A desert mountain pan. EKG reading of her own self, heartbeat synched to a Rushmore soundtrack song. High altitude mountain clouds over drone music. Self consciously showing the filmmaking elements, with light flares as film runs out, sync sound clapper, changing exposure. Ends with a minute of flashing red and blue color fields over atonal sounds (“a recording of an orgasm, which was then put through a synthesizer wave”), so basically the same ending as Lux Aeterna.


025 Sunset Red (2016)

The mountains are red, then they are not. Someone hums through a harmonica for ages. I dig the film-damaged wild-west segment over electric guitar, but of course I would. I take it from the red paint and faded photographs over a Neilyoungian tune that a politician in the 70’s was murdered? Fortunately no, the politician is her father, former head of the Communist party and still alive.


Words, Planets (2018)

Squeezing a lemon to death… hand-mutilating filmstrips in a cactus patch, then screening the mutilations. Gentle film scratches play over an old pop song. A love-entanglement logic problem is read aloud. The sound recordist begins to appear in the shots – she is into messing with sound and sync in her films. Constructed in response to a Raul Ruiz essay.
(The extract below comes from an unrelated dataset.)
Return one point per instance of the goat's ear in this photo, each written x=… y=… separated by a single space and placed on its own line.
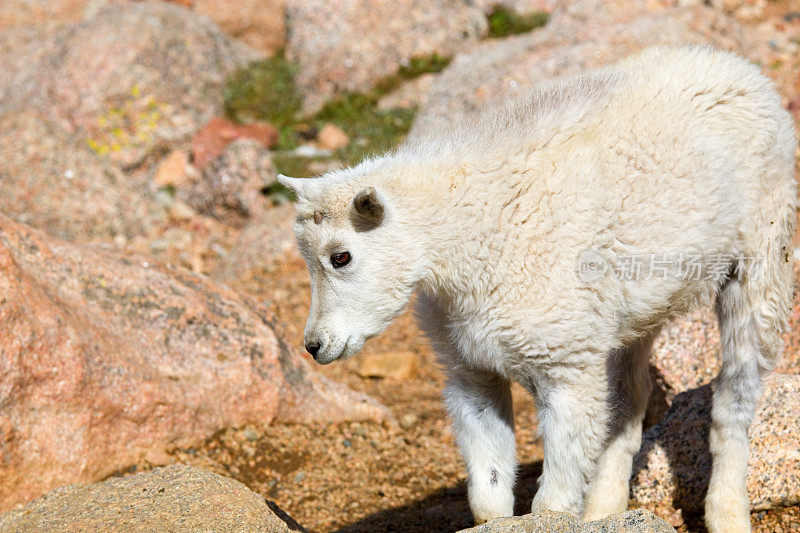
x=368 y=210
A Film Comment interview reveals she is from the Basque country in Spain, her professors were Peter Hutton and James Benning and Thom Andersen and Peggy Ahwesh, and she had a formative encounter with Hollis Frampton’s Lemon. Andrew Busti is in the credits of these movies – I’ve seen his name around – and We Had the Experience was made with Fern Silva, with thanks to Raya Martin. Starting to think that every filmmaker knows each other.


Akosua Adoma Owusu:

Intermittent Delight (2007)

Katy recommended this, said it recalled Jodie Mack. This adds split screens and jittering camera, and it splices in scenes of the production of the textiles instead of the production of the film, the whole thing intercut with classic American TV ads.


Tea 4 Two (2006)

Black girls with a white doll advertised as Beautiful Chrissy wear horrible white plaster Halloween masks and straighten their hair so they can be beautiful too. A letterboxd commenter points out the Fanon connection.


Boyant (2008)

Oh wow, someone wearing a Trash Humpers Michael Jordan mask spends a long time prepping to jump into a swimming pool, while the audio plays insane lock grooves leading up to God’s Gonna Trouble the Water.


Pelourinho: They Don’t Really Care About Us (2019)

Travel footage, with quotes from W.E.B. Dubois in the 1920’s about Brazil not allowing Black visitors into the country. Confirmed that the title is a Michael Jackson reference. Owusu keeps cutting to a film artifact, a color field with a single sprocket hole, which weirdly ties the whole thing together. Learned from Sicinski that Pelourinho was “ground zero for the African slave trade in Brazil,” and that it’s referencing current right-wing racism in Brazilian politics as well as the past.